Juan Martínez was named vice president for diversity and international ministries in September 2015, while also continuing as professor of Hispanic studies and pastoral leadership. Since coming to Fuller in 2001, Martínez has served as vice provost, as associate provost for diversity and international programs, and as director of the Center for the Study of Hispanic Church and Community. Among other topics, his current research focuses on the history of Latino Protestantism, Latino Protestant identity, ministry in Latino Protestant churches, Latino and Latin American Anabaptists, and transnational mission among US Latinos.
Martínez joined Fuller from the Latin American Anabaptist Seminary in Guatemala City, Guatemala, where he served as rector for nine years. A Mennonite Brethren pastor, Martínez also has experience in church planting and teaching in both religious and secular venues. He served as director of Hispanic Ministries for the Pacific District Conference of the Mennonite Brethren Church and of Instituto Bíblico del Pacífico, a Mennonite Brethren Bible Institute.
Most recently Martínez has published the books Churches, Cultures and Leadership (with Mark Lau Branson, 2011), Los Protestantes: Latino Protestantism in the United States (2011), Los Evangélicos: Portraits of Latino Protestantism in the United States (coedited with Lindy Scott, 2009), Walk with the People: Latino Ministry in the United States/Caminando entre el pueblo: Ministerio latino en los Estados Unidos (2008), and Vivir y servir en el exilio: Lecturas teológicas de la experiencia latina en los Estados Unidos (coedited with Jorge Maldonado, 2008). He also recently contributed chapters to several books: Hispanic American Religious Cultures (2009), Building Bridges, Doing Justice: Constructing a Latino/a Ecumenical Theology (2009), and Evangelicals and Empire: Christian Alternatives to the Political Status Quo (2008). In addition, he was a regional editor for the Global Dictionary of Theology (2008).

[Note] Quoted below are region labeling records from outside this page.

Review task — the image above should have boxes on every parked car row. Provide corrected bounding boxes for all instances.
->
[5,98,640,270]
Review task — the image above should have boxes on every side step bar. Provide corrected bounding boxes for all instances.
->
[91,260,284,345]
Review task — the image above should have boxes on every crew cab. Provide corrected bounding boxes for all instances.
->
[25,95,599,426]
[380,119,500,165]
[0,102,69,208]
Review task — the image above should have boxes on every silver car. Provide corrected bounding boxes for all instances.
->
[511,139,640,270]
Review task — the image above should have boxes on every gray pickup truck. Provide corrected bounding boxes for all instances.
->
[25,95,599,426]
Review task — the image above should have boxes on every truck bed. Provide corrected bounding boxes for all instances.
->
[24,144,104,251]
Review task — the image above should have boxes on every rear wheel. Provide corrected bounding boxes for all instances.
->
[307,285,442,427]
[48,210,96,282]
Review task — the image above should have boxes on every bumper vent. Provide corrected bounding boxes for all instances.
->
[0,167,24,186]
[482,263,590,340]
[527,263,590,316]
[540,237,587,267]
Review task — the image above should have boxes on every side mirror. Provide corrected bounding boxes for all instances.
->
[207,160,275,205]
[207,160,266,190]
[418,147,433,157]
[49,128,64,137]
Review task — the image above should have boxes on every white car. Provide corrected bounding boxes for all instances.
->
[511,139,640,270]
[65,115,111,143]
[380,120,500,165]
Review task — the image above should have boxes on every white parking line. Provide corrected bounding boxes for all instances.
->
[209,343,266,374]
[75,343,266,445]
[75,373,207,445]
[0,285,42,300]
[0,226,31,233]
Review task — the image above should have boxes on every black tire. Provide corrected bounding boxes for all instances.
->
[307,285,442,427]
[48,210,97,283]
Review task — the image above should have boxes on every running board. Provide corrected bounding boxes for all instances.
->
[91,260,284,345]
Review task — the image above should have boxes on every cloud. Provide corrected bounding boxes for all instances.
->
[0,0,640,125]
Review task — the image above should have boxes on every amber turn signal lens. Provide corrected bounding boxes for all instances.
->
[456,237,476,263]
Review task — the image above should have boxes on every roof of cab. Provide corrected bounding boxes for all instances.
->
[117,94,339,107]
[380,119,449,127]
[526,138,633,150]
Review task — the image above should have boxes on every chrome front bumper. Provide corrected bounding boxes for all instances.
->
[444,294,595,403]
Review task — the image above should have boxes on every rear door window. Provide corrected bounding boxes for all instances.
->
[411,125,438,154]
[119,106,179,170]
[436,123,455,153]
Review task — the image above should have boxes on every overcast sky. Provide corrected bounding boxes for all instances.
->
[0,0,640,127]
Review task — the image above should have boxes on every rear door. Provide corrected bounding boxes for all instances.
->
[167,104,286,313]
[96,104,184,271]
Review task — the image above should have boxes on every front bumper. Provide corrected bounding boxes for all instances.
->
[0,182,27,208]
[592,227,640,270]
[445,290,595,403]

Martínez has published articles in many journals in both English and Spanish, including the Journal of Mennonite Studies,Kairos, Mennonite Quarterly Review, New Mexico Historical Review, Esperanza en Camino, Apuntes, and Direction. Currently he is involved in a research project on Latino Pentecostalism in Los Angeles through the Center for Religion and Civic Culture of the University of Southern California.
He serves on the board of several associations, including Centro Hispano de Estudios Teológicos (CHET), and serves as president of the Asociación para Educación Teológica Hispana (AETH). Martínez is a recipient of a Templeton Grant through USC to study Latino Pentecostalism in Los Angeles.